A truck filled with genetically modified canola overturned in the WA Great Southern region of Australia and a Senator and agricultural official of the green political party came forward to say the crash needs to be treated as a “serious biohazard”:
“Spills of this sort need to be treated as a serious biohazard, given the threat that widespread GM contamination could occur” Senator Rachel Siewert, Australian Greens agriculture spokeswoman, said.
“Non-GM farmers face huge financial losses if their crops are contaminated.”
“A release of this nature could also seriously threaten our natural environment. In situations when GM crops are spilt, there needs to be a priority placed on containment, clean-up and monitoring.”
The Australian Greens have also called for law changes including a moratorium on GM crops in WA to help protect Australian consumers and farmers alike from genetically modified contamination.
Here in the U.S., the U.S. Department of Agriculture is currently working on new strategies to aid in the ability of organic and GMO crops to “coexist” together, even though crops are grown in open fields and it isn’t like the wind is about to stop blowing any time soon.
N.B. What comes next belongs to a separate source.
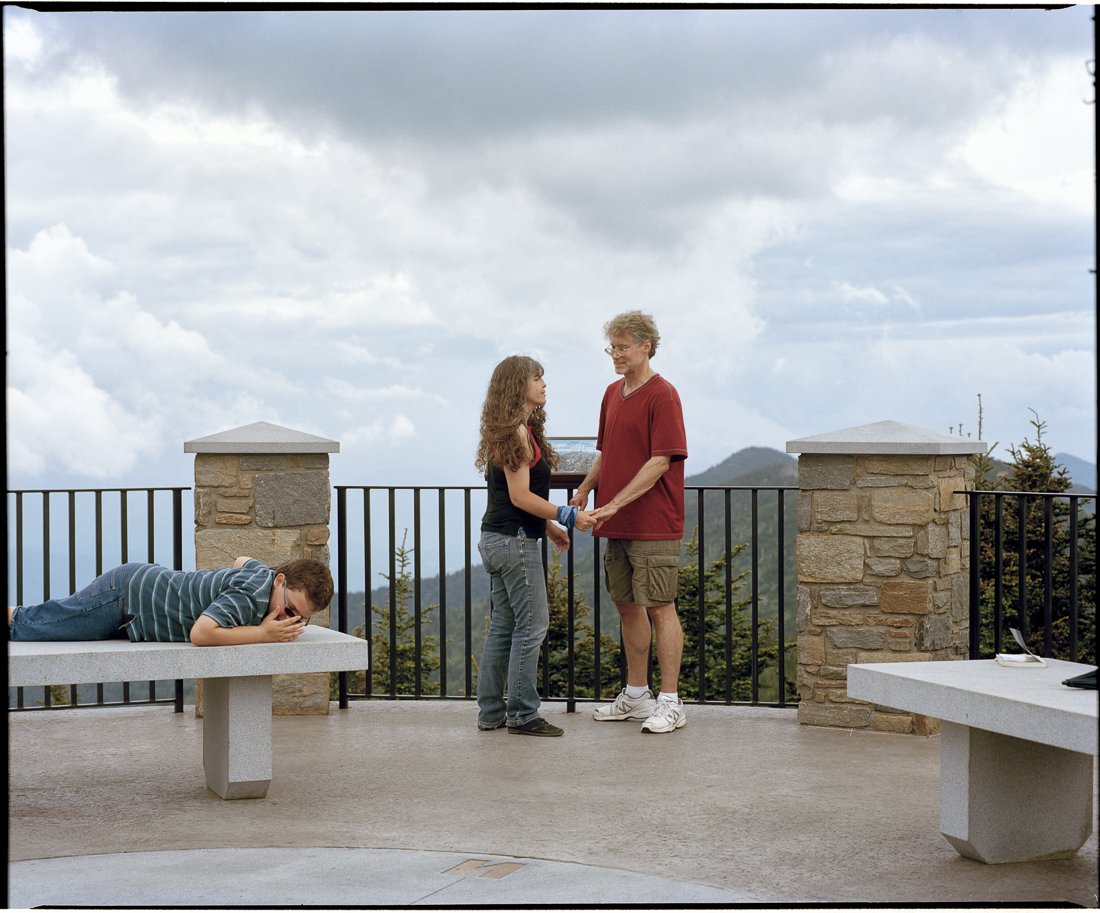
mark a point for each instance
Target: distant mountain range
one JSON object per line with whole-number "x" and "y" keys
{"x": 758, "y": 466}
A Food & Water Watch survey released earlier this month revealed that one third of America’s organic farmers have experienced GM contamination issues, and half of them have had what they thought were organic harvests rejected because of it:
“The USDA said they didn’t have this data, but all they had to do was ask,” Oren Holle, a farmer in the midwestern state of Kansas and president of the Organic Farmers’ Agency for Relationship Marketing (OFARM), which assisted in the new study’s production, told IPS.
“Our very strong feeling is that the introduction and propagation of the genetically modified products that are coming out under patent at this point have not had the regulatory oversight that they should have, and need to involve a far broader section of stakeholders. USDA has been extremely lax and, in our opinion, that’s due to the excessive influence of the biotech industry in political circles.”
While Big Agra giants like Monsanto are notorious for suing farmers that are found growing the company’s patented GMO crops (sometimes apparently without the farmer’s knowledge), multiple cases of alleged purposeful contamination of non-GMO fields with genetically modified crops have also occurred.
In 2006, two farmers from Missouri sued Bayer for contaminating their crops with experimental rice strains. The rice, which was not approved for human consumption, was growing in open field tests and ultimately contaminated more than 30% of U.S. rice cropland. Bayer was found guilty and ordered to pay $2 million in damages to the farmers, even though Greenpeace International estimates the total damages were somewhere between $741 million and $1.3 billion.
In the Reuters article, “Organic growers lose decision in suit versus Monsanto over seeds,” which details another win for Monsanto that came last June when an appeals court ruled that organic farmers could not block the biotech giant from suing them for accidental GMO contamination, commenter Historyrepeat wrote,
“Might I point out that the first lawsuit Monsanto made was because one of their trucks ran off the road and the seeds were carried by the wind into the farmer’s field. Monsanto sued and won. I think their needs to be some investigation into how Monsanto’s trucks are transporting their seeds and where their trucks ‘supposedly’ break down or run off the road.”